‘The OA’ Co-Creator on ‘Stranger Things’ Comparisons, Keeping the Show Under Wraps

“I imagine there will be a bunch of people who have never seen anything about it, who will watch it. I think that’s exciting,” Zal Batmanglij tells TheWrap

The OA Zal Batmanglij

Netflix surprised audiences Monday when it dropped a trailer for a mysterious new series, which was premiering that very same week, on Friday.

“The OA,” about a blind young woman who returns to her hometown seven years later with her sight restored, seems to be as enigmatic as its marketing campaign.

To co-creator, writer and director Zal Batmanglij, who developed the show with series star and frequent collaborator Brit Marling, that’s just the way he likes it.

“It’s so much more fun to discover it, don’t you think?” the filmmaker told TheWrap. “It’s even cooler to not know anything, to have not even seen the trailer. That’s what I’m excited about. Since Netflix is such a large platform, I imagine there will be a bunch of people who have never seen anything about it, who will watch it. I think that’s exciting.”

For Batmanglij and Marling, who began developing the story of “The OA” back in 2012, it’s their first foray into television, having previously collaborated on two features, “The Sound of My Voice” and “The East.”

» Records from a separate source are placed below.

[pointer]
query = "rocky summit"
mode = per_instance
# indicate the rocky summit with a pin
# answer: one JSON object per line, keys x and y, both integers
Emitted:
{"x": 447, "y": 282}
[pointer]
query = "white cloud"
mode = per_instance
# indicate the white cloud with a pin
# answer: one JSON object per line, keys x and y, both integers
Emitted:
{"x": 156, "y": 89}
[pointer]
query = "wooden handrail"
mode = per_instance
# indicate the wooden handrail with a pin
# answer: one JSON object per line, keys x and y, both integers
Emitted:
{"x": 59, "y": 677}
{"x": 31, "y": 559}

For the filmmaking duo, it was a deliberate step in a new direction.

“We spent a lot of time on the mechanics of it, the puzzle of it, the mystery of it,” Batmanglij said. “We didn’t want to tell a story that started out mysteriously but then couldn’t resolve itself. Whether it was in its own first year or in future incarnations… Historically, [TV has] been a medium where you create a proof of concept and then the show is greenlit or redlit, depending on how that proof of concept works. Therefore, almost all the main characters are almost always in that proof of concept. We see a long of similarities between the longform format and the novel, and in the novel, you don’t have all your main characters in the first chapter, so we thought, why don’t we try to tell a longform story that mirrors more the experience of a novel?”

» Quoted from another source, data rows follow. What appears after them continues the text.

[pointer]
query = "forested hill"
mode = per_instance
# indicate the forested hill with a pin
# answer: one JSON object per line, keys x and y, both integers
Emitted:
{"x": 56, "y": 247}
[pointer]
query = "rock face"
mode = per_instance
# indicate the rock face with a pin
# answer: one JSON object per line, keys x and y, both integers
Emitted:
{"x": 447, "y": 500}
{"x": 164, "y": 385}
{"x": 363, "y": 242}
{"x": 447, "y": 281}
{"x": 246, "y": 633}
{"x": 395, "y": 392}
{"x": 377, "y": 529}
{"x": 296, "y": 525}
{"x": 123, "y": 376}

Since the trailer dropped, people couldn’t help but notice the mystery and sci-fi elements of the series may have similarities to another recent Netflix hit, “Stranger Things.”

“I love that show, it was made by my friends Ross and Matt [Duffer],” Batmanlij revealed. “Our shows were greenlit at the same time. We used to go to a Mexican restaurant once a month and sort of commiserate over whether we had bitten off more than we could chew [laughs]. But we never talked to each other about each other’s stories. I was surprised when the show came out and I was blown away by it.”

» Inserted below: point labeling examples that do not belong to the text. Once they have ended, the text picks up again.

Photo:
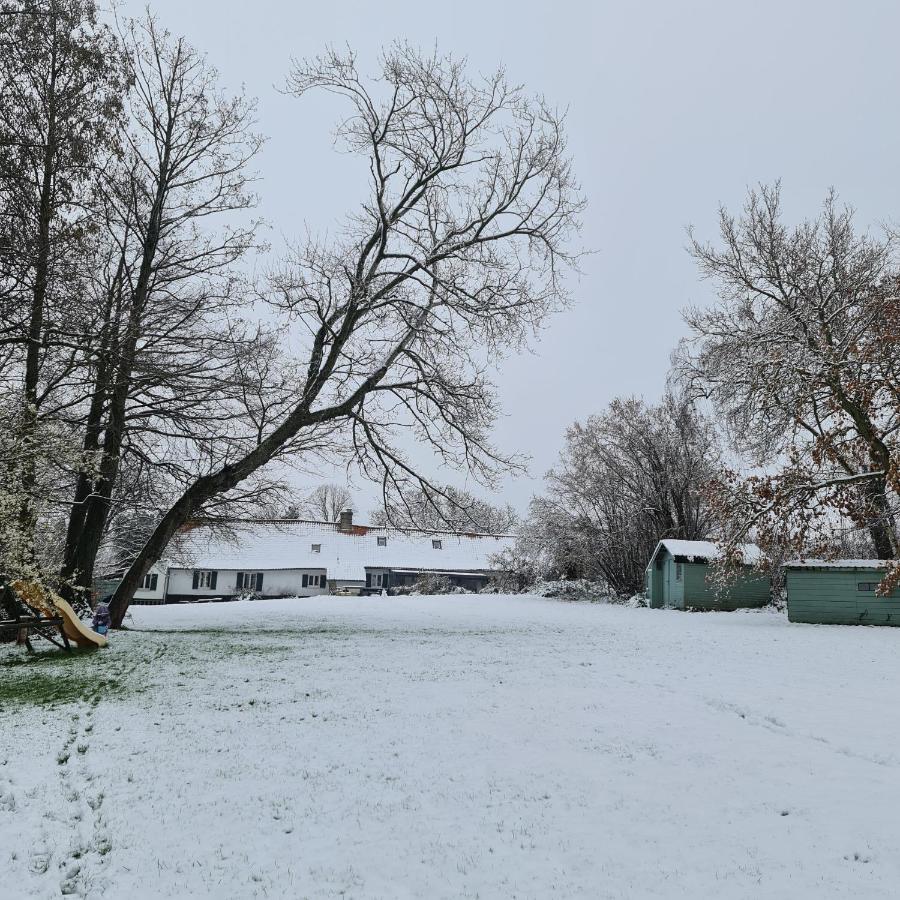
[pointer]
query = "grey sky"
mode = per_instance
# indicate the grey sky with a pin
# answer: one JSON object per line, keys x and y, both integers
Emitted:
{"x": 674, "y": 108}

“Stranger Things” is in production on Season 2, and Batmanlij says he and Marling are in good shape if Netflix picks up their show for a second season.

“Brit and I worked very hard to make sure we weren’t in a place where we had to figure out the story if it needed to continue,” he said. “We did a lot of that hard work in the years before we even ever pitched it to anybody.”

“The OA” is now streaming on Netflix.